As condições precárias podem ainda fazer chegar menos tensão do que alguns equipamentos precisam, o que significa que aparelhos de UTI, por exemplo, podem estar funcionando abaixo da capacidade ideal, ou sequer estar funcionando.
Por outro lado, a precariedade da rede elétrica potencializa o risco de outro problema: incêndios, como o que aconteceu no hospital em 2020, deixando três pessoas mortas.
"Não tem condições de funcionar nada num lugar como esse. É um risco de insalubridade e periculosidade, muito menos de um hospital. Parece uma cena de filme de terror. Aquilo não é uma negligência de curto prazo. Isso aí é um problema de longo prazo que tá aí sendo exposto agora nessas imagens muito fortes", diz Miguel Fernández, presidente do Conselho Regional de Engenharia e Agronomia (CREA-RJ).
Hoje, a unidade de Bonsucesso tem 83 leitos fechados justamente por não haver condições, da rede elétrica, de suportá-los. No Hospital Federal da Lagoa, todos os 20 quartos de semi-UTI estão lacrados com cadeados, até que haja a contratação de médicos, enfermeiros e técnicos de enfermagem.
Já no Hospital dos Servidores, a empresa responsável pela manutenção dos aparelhos foi contratada sem licitação e recebe quase R$ 500 mil por mês do Hospital dos Servidores.
No começo de março, o Ministério Público Federal pediu informações ao diretor da unidade sobre o contrato.
"Uma falha de um equipamento de ar condicionado, por exemplo, pode representar um problema de infecção hospitalar. Estamos trabalhando em uma parceria com o Conselho de Medicina para fazer uma fiscalização específica, requerendo dos hospitais que tenham um profissional ou uma empresa responsável técnica por essa manutenção e operação", disse Miguel Fernández.
Em julho de 2023, o Ministério da Saúde fez um relatório sobre os hospitais federais do Rio de Janeiro.

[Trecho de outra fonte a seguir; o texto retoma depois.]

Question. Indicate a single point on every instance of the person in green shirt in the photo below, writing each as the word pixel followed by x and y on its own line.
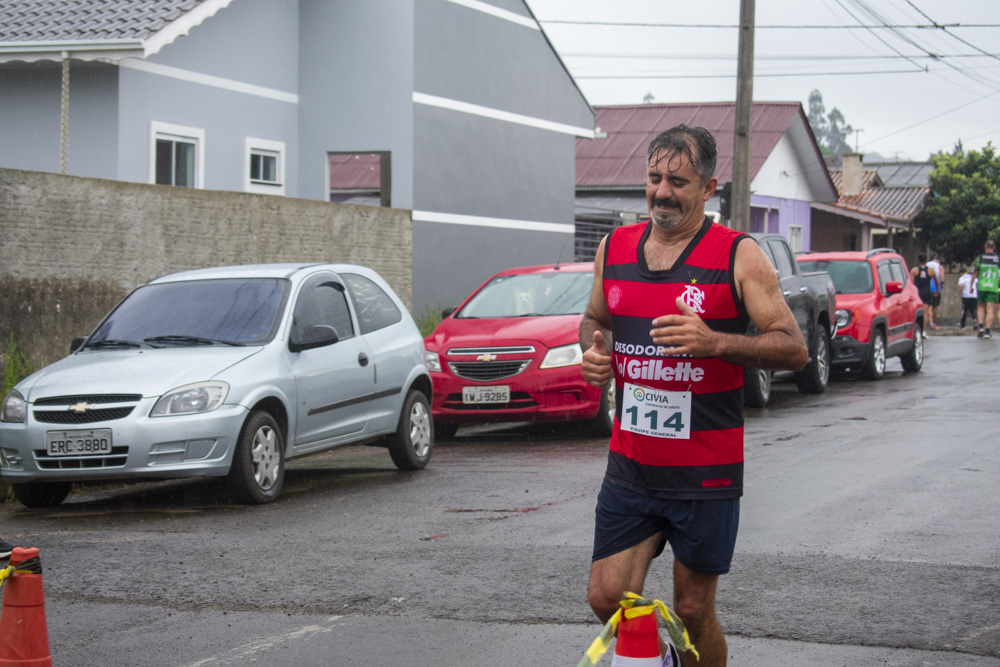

O documento reforçou a situação de calamidade e precarização em diferentes setores.
Em todo o estado, segundo levantamento da pasta, quase 300 leitos estão fechados, cerca de 20% da capacidade total das unidades.
Por trás de todo esse cenário, há ainda uma disputa de grupos políticos pelo controle e administração desses hospitais. Disputa que resulta em uma longa lista de denúncias sobre o loteamento das unidades, com décadas de cargos cobiçados na direção dos hospitais por esses grupos, alvos de investigações sobre corrupção.
Para tentar mudar a forma como os hospitais federais são administrados, o Ministério da Saúde determinou que as decisões, principalmente relacionadas a compras e contratações, sejam centralizadas no Departamento de Gestão Hospitalar, o DGH. A portaria entraria em vigor na última quarta-feira (13), mas foi adiada para 8 de abril.
A ministra da Saúde, Nísia Trindade, explicou que a mudança é para permitir a formação de um comitê com integrantes de várias áreas, que vão acompanhar a implementação das medidas.
O Tribunal de Contas da União, que fiscaliza as atividades dos hospitais federais no Rio de Janeiro, vai acompanhar de perto a mudança na gestão das unidades.